Bu hafta, pek çok okuyucumun merakla beklediği ve nihayet aralıkta Remzi Kitabevi'nden piyasaya çıkacak ikinci kitabım 'Erken Akıllan, Geç Yaşlan'dan bahsetmek istiyorum. Sağlığı korumak için risk faktörlerini engellemenin ve sağlıklı yaşlanmanın önemini her gün daha fazla insan kavrıyor. Çünkü sağlıklı yaşlanmak, yaşlılıktan çok önce başlıyor. Nasıl yaşlandığımızı belirleyen en büyük faktör de nasıl yaşadığımız. Genellikle vücudun nasıl göründüğüne kafa yormaktan, nasıl hissettiğini fark etmiyoruz. Vücudun esnekliğini ve direncini kaybetmesini, ağrı ve sızıların artmasını; yaşlılığın kaçınılmaz sonucu olarak görüyoruz.
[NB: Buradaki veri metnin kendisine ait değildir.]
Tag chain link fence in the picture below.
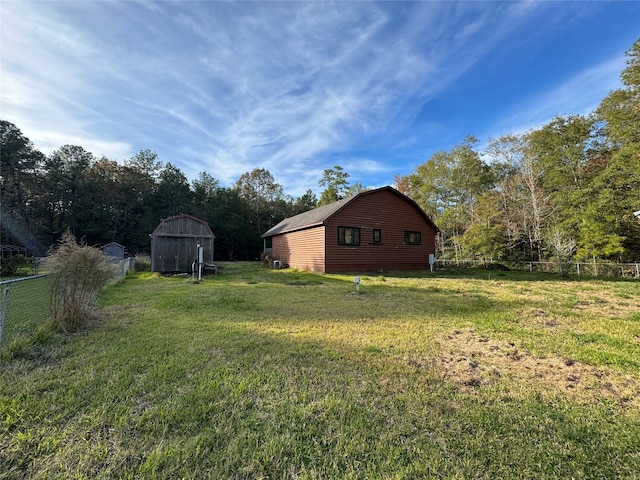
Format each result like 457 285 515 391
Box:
0 275 51 349
436 259 640 279
0 258 135 351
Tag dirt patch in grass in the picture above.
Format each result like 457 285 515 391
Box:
437 330 640 407
574 292 638 317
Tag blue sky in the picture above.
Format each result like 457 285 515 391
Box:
0 0 640 196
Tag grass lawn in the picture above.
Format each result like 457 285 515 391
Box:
0 263 640 479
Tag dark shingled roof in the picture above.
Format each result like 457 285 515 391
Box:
262 187 438 238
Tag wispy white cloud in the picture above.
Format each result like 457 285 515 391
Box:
0 0 636 194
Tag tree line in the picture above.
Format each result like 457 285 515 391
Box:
0 39 640 261
395 39 640 262
0 124 355 260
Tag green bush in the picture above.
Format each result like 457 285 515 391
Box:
46 231 115 332
133 256 151 272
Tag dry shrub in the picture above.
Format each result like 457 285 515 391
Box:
46 231 115 332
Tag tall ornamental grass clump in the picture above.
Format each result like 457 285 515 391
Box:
46 231 115 332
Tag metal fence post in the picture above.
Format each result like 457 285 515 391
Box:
0 285 9 346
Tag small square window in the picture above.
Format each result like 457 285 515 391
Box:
404 231 422 245
338 227 360 245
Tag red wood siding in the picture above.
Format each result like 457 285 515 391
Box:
322 190 436 272
271 226 325 273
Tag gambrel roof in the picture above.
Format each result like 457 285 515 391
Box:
262 186 438 238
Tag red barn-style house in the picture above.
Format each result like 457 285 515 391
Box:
262 187 438 273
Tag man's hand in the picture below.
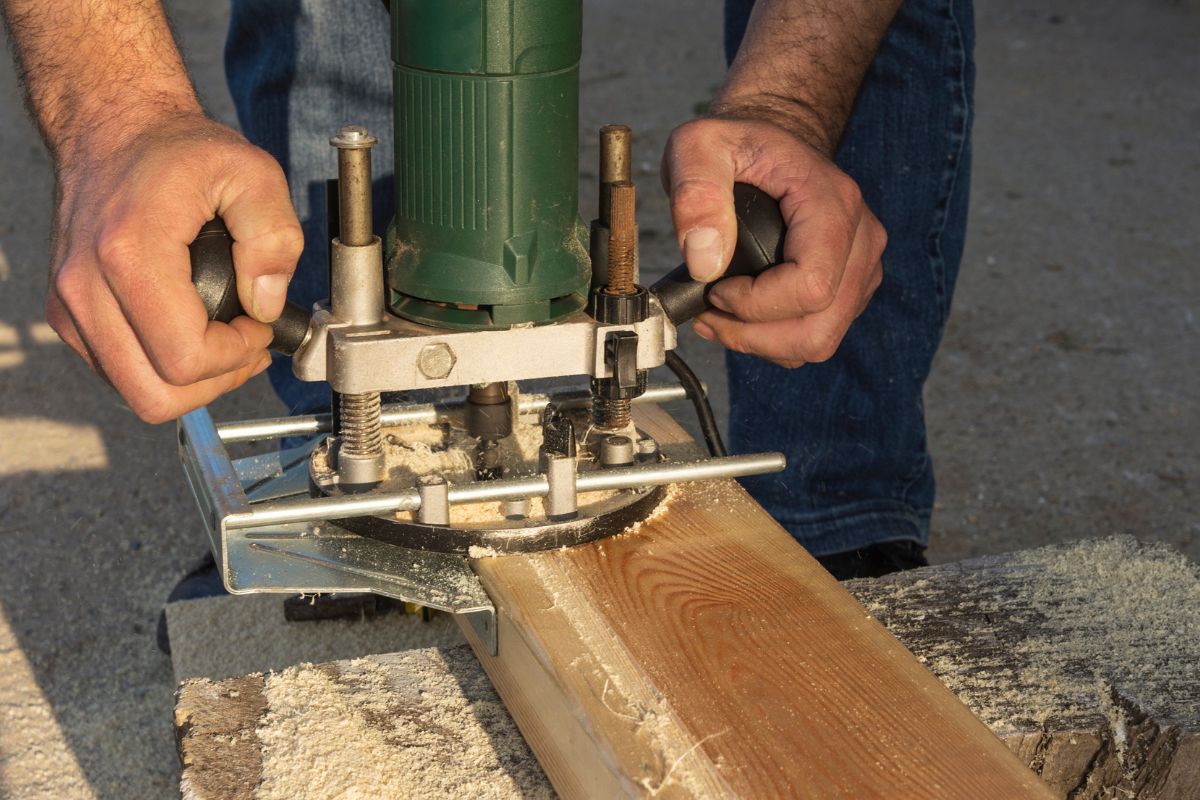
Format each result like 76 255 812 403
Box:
0 0 302 422
662 0 900 367
46 113 302 422
662 119 887 367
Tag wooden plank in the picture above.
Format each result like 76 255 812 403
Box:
466 410 1052 800
842 536 1200 800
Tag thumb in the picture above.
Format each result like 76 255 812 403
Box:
218 150 304 323
664 122 738 282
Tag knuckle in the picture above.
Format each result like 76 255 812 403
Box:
798 270 838 312
671 178 726 207
53 255 88 309
806 331 841 363
156 348 204 386
126 393 179 425
96 224 138 270
838 173 864 210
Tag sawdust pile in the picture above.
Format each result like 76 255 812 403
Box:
167 595 463 682
254 646 554 800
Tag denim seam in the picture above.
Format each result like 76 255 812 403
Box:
929 0 968 325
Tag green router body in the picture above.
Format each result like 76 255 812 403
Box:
388 0 590 329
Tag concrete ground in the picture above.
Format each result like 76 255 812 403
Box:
0 0 1200 800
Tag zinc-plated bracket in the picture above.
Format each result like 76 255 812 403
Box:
179 408 498 655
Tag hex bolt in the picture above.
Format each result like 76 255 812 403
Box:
500 498 529 521
416 475 450 525
416 342 457 380
592 180 637 431
637 437 659 461
600 435 637 467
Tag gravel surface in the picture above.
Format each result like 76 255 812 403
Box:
0 0 1200 800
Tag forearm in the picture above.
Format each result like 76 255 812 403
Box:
0 0 199 167
710 0 900 156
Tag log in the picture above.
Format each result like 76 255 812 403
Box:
453 409 1052 799
842 536 1200 800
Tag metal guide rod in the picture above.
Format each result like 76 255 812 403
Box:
224 452 786 530
217 384 688 444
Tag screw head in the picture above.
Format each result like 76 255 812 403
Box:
416 342 457 380
329 125 379 150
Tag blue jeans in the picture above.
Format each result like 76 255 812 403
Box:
226 0 974 555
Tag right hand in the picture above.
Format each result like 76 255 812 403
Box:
46 112 304 422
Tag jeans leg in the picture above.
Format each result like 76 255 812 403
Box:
226 0 394 414
726 0 974 555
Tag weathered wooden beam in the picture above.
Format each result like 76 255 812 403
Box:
842 536 1200 800
466 410 1051 800
175 644 554 800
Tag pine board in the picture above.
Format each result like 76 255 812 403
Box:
464 409 1052 800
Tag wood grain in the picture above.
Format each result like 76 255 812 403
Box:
453 409 1051 800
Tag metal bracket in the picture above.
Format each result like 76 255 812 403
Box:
179 408 498 655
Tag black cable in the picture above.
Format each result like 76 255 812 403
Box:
666 350 730 458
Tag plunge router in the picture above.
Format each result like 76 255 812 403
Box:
179 0 784 651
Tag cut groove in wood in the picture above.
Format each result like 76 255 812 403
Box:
464 409 1052 800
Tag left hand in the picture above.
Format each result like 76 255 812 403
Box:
662 119 887 367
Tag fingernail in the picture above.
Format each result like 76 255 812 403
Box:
683 228 725 283
251 272 288 323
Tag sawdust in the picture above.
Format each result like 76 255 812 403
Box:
254 646 554 800
167 595 463 682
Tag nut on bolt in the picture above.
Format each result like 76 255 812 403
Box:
416 342 457 380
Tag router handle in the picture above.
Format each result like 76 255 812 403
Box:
187 217 312 355
650 184 787 327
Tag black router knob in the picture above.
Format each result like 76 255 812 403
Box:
650 184 787 326
187 217 312 355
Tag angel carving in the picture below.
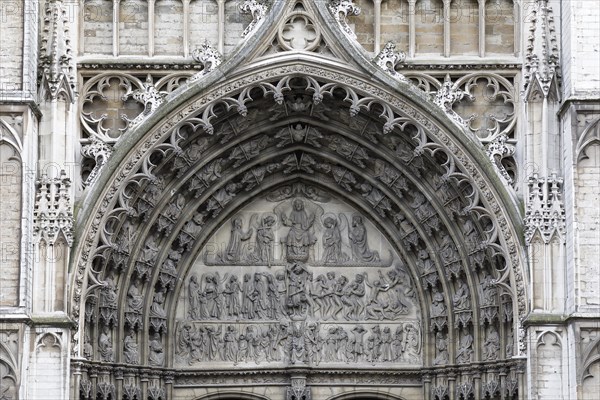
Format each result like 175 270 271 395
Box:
348 214 379 263
221 217 253 263
274 198 323 262
250 213 278 267
322 213 349 264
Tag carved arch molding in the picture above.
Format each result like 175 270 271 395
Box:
71 59 527 399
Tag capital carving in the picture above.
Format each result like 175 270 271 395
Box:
373 42 408 82
33 171 73 247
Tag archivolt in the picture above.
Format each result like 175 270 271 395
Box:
71 57 526 380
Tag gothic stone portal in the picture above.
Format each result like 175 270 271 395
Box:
174 191 423 369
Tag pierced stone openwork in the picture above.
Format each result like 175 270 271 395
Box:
72 61 526 395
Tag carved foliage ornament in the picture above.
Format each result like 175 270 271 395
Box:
190 42 223 82
239 0 268 37
80 72 190 186
39 0 77 103
329 0 360 39
525 174 566 243
373 42 408 82
74 67 522 362
33 171 73 246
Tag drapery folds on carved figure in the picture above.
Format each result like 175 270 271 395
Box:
71 28 526 396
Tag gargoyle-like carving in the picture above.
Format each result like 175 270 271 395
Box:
123 75 167 128
433 75 473 126
239 0 268 37
373 42 408 82
33 171 73 247
81 136 112 186
38 1 77 103
329 0 360 39
525 174 566 243
189 42 223 82
486 134 516 185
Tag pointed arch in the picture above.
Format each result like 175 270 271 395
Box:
70 4 528 396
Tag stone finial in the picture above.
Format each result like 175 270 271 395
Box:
329 0 360 39
33 171 73 247
373 42 408 82
189 42 223 82
523 0 560 97
39 0 77 103
525 173 566 243
123 74 166 128
433 75 474 126
486 133 516 185
239 0 268 37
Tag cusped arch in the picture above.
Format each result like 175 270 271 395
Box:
327 390 404 400
71 48 527 396
194 390 270 400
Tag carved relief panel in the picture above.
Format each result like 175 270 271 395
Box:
174 194 422 368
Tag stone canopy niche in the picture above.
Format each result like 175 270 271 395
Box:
173 192 423 370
Aslında yıllarca vücudun ihtiyaçlarını, bakımını ihmal etmiş olmanın, nerede durulacağını veya değişiklik yapılması gerektiğini bilmemenin sonuçları bunlar. Uzun çalışılan saatler, başarı için yüksek beklentiler, iş, eş, para ve kilo problemi derken tüm dengeniz ve sağlığınız bozulabilir. Ciddi sorunlarla, sıradan problemleri birbirinden ayıramayışımızla ve tümüne benzer şekilde reaksiyon gösterme alışkanlığımızla kendimizi yıpratıyoruz. Ve gün boyunca sabırsız, endişeli, bitkin veya huysuz yaşamak, kimliğimiz haline geliyor. Yani vücudun verdiği ihtiyaç sinyallerinden tamamen kopuk, her şeyin kontrolumuz altında olması için düşüncelerin yarışına kendimizi kaptırmış gidiyoruz çoğu zaman.
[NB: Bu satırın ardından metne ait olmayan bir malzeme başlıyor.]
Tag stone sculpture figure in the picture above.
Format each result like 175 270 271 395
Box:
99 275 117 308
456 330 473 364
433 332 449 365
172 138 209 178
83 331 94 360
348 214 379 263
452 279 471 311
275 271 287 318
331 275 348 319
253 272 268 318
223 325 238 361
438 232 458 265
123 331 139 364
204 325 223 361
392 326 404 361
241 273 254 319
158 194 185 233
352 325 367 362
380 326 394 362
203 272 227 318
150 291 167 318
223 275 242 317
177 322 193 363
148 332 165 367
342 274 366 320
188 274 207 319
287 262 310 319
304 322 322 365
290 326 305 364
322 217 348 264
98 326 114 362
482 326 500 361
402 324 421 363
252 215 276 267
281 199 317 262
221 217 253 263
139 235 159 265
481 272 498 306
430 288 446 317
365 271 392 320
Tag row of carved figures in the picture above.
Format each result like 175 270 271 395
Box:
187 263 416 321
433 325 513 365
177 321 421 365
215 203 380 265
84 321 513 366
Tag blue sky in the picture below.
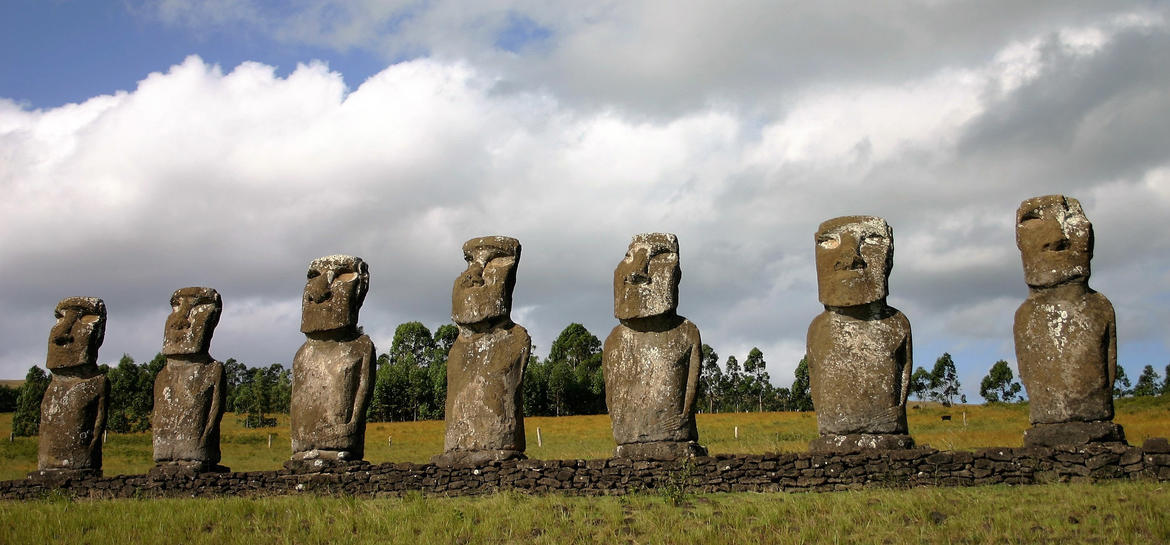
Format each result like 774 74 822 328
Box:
0 0 387 108
0 0 1170 399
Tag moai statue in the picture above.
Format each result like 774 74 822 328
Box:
29 297 110 478
603 233 707 460
284 255 376 470
806 215 914 453
151 288 227 475
432 236 532 465
1014 195 1126 446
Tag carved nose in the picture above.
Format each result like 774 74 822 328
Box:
1042 237 1068 251
460 262 483 288
626 250 651 284
305 275 333 303
626 271 651 284
833 254 866 270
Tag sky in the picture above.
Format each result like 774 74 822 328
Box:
0 0 1170 400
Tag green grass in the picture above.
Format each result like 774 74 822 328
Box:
0 482 1170 545
0 395 1170 480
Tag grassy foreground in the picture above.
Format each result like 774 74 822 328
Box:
0 483 1170 545
0 395 1170 481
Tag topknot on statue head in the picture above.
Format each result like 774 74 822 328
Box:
1016 195 1093 288
613 233 682 320
814 215 894 306
44 297 105 371
163 287 223 356
450 236 521 325
301 255 370 333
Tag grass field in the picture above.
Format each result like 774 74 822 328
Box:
0 396 1170 545
0 482 1170 545
0 395 1170 480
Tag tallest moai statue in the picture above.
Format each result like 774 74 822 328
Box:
807 215 914 451
285 255 376 469
603 233 707 460
151 287 227 475
433 236 532 465
1014 195 1124 446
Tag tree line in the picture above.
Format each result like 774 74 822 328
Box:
9 322 1170 435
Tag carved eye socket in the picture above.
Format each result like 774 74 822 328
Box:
1020 208 1040 223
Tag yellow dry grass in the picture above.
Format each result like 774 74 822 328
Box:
0 395 1170 480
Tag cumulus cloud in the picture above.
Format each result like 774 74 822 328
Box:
0 2 1170 396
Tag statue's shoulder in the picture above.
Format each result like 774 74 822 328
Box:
677 318 700 344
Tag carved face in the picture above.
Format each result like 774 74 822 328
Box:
163 288 223 356
613 233 682 319
1016 195 1093 288
450 236 521 325
44 297 105 370
815 215 894 306
301 255 370 333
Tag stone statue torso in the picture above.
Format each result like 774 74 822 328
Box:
289 334 376 457
807 306 913 435
1014 290 1116 423
151 360 227 463
37 373 110 469
445 324 532 451
603 318 702 444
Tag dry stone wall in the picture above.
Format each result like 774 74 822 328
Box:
0 439 1170 499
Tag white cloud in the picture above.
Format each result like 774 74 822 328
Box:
0 2 1170 393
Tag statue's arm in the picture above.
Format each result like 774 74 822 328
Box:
200 365 227 442
682 327 703 414
346 339 378 434
89 374 110 446
899 320 914 407
1104 305 1117 385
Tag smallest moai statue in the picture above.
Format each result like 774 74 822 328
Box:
151 288 228 475
806 215 914 453
29 297 110 478
601 233 707 460
284 255 377 471
1014 195 1126 447
432 236 532 465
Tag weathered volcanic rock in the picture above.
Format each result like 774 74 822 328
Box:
807 216 913 451
289 255 376 465
151 288 227 472
603 233 706 460
30 297 110 478
1014 195 1124 444
433 236 532 465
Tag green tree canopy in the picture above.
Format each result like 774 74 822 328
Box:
1113 365 1134 398
930 352 959 407
789 356 813 412
979 360 1021 403
1134 365 1162 398
12 365 49 436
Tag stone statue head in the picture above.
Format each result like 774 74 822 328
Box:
450 236 521 325
1016 195 1093 288
44 297 105 370
815 215 894 306
301 255 370 333
163 288 223 356
613 233 682 319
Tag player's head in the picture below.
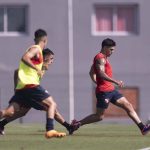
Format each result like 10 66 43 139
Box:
34 29 47 47
101 38 116 57
42 48 54 65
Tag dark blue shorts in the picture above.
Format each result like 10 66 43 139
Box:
96 90 123 109
9 85 50 110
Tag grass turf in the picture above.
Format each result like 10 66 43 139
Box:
0 124 150 150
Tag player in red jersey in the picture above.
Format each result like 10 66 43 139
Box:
71 38 150 135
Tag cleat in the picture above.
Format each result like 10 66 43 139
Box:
0 126 5 135
68 119 81 135
141 124 150 135
45 130 66 138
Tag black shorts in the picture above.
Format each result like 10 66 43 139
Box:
9 85 50 110
96 90 123 109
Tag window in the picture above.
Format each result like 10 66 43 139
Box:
92 5 138 35
0 5 27 35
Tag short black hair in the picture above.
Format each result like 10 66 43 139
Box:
34 29 47 43
102 38 116 48
42 48 54 57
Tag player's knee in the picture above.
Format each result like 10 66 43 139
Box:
99 115 104 121
47 98 57 108
5 110 15 117
125 102 134 112
95 114 104 121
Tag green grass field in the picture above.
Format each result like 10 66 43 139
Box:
0 124 150 150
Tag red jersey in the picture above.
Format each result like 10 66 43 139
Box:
93 53 115 93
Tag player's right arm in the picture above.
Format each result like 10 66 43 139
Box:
96 58 124 87
22 47 42 76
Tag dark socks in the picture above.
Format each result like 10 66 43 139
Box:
0 119 8 127
62 121 70 129
137 122 145 130
46 118 54 131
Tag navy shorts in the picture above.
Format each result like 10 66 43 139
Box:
9 85 50 110
96 90 123 109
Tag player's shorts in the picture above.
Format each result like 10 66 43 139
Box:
9 85 50 110
96 90 123 109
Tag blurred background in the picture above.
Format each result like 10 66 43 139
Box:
0 0 150 123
'Hayat bu' değil! Pek çok insanın bu tip stres ile başa çıkma yöntemi nedir: Sigara, kahve, ağrı kesici gibi maddelere bağımlılık, saldırgan veya yüzleşmekten kaçınan davranış şekli... Bu kadar kendinizden kopuk yaşamanın vücuttaki baskısını bir düşünün; bu tip bir suiistimali vücut uzun süre kaldırır ama strese karşı yetersiz stratejinize, genlerinize, hayat tarzınıza ve yaşadığınız çevreye de bağlı olarak, bir yerden bir şekilde patlak verir. 'Hayat bu' deyip, geçmeyin. Hayatımızda bu noktalara (çok erken!) gelmememiz için gerekli duyarlılığı, bakış açısını ve stratejileri daha erken yaşta oturtma alışkanlığını yaratmamız gerekiyor.
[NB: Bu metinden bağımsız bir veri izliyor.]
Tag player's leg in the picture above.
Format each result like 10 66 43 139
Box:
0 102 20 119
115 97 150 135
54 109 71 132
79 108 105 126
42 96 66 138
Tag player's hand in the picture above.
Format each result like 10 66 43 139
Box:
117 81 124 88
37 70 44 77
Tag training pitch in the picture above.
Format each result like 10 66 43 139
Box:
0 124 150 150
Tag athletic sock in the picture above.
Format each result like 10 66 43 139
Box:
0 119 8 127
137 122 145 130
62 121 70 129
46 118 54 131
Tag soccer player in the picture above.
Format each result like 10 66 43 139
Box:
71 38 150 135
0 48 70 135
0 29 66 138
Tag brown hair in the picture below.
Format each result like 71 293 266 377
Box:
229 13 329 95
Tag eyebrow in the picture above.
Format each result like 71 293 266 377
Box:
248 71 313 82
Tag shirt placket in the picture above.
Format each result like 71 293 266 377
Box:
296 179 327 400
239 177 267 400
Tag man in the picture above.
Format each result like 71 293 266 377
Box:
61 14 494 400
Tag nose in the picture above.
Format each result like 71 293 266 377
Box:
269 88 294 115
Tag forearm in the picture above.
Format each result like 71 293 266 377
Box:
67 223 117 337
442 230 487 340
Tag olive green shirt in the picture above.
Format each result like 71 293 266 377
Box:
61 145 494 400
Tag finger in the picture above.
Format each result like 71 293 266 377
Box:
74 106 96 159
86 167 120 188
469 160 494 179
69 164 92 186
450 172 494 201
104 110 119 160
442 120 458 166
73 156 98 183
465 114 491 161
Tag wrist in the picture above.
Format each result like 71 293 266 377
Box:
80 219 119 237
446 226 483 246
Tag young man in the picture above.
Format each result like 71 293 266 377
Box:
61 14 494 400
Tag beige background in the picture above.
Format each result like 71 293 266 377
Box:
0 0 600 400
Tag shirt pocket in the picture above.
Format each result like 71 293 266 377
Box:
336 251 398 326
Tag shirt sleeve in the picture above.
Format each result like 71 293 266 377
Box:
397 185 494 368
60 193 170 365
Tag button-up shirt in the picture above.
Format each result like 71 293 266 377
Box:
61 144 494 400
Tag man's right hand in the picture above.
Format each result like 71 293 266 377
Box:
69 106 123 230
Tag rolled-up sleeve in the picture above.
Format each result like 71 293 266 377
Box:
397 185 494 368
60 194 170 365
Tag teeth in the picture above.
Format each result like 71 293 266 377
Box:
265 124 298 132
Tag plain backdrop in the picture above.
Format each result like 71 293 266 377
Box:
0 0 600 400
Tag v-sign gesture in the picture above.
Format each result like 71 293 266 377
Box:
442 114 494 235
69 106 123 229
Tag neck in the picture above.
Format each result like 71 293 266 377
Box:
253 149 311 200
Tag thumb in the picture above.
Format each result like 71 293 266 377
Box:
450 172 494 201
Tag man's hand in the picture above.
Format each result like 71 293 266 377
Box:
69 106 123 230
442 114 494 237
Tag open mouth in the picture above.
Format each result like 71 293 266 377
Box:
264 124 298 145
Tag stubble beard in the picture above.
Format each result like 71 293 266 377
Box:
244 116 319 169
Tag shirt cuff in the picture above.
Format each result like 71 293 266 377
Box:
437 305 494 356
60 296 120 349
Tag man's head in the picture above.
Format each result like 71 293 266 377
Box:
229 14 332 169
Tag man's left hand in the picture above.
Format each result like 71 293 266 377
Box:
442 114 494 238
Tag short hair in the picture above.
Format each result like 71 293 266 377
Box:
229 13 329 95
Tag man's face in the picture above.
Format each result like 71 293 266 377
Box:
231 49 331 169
Egonuzu yenin Bunun için sizlere nereden başlayabileceğinize ve bu alışkanlığı nasıl oturtabileceğinize dair adımlar öneriyorum kitabımda. Özellikle bizleri yıpratan düşünce şeklimize ve davranış alışkanlıklarımıza farklı bir yaklaşım. Bu demek değil ki, amaçlarınızdan ve uğraşlarınızdan vaz geçin. Tam tersi; gayet normal görünen hayatınıza devam edin ama tamamen başka, yeni bir perspektifle! Bir insanın yapması gereken şeyleri yapmaya devam edin, ama obsesif kompulsif (saplantılı) egonuzun esiri olmadan. Ulaşmaya çalıştıklarınız için uğraşın, ama bedeli sağlığınız ve sevdikleriniz olmasın. Bir şeyden korkabilirsiniz, ama korkunuz adım atmanızı engellemeyecek kadar olsun. Kolay değil; şimdiye kadar kimliğiniz olmuş inanç şeklinizden ve kompulsif düşüncenizden sıyrılıp, yeni bir bakış açısı oturtmak, zaman ve pratik isteyen bir değişim. Ama her şeyi kendi istediğimize uydurmak için kontrol etmeye çalışmak imkansız. Yani zor olanı, imkansız olana tercih edebilirsiniz. Değişebilme süreci, önce yaşama bugüne kadar nasıl yaklaştığınızı net bir şekilde görebilmekle başlar; erken yaşlanıp, geç akıllanmaktan. Uzun ömürlü olmak için yapacağınız pek çok şey, yaşam kalitenizi de arttıracaktır.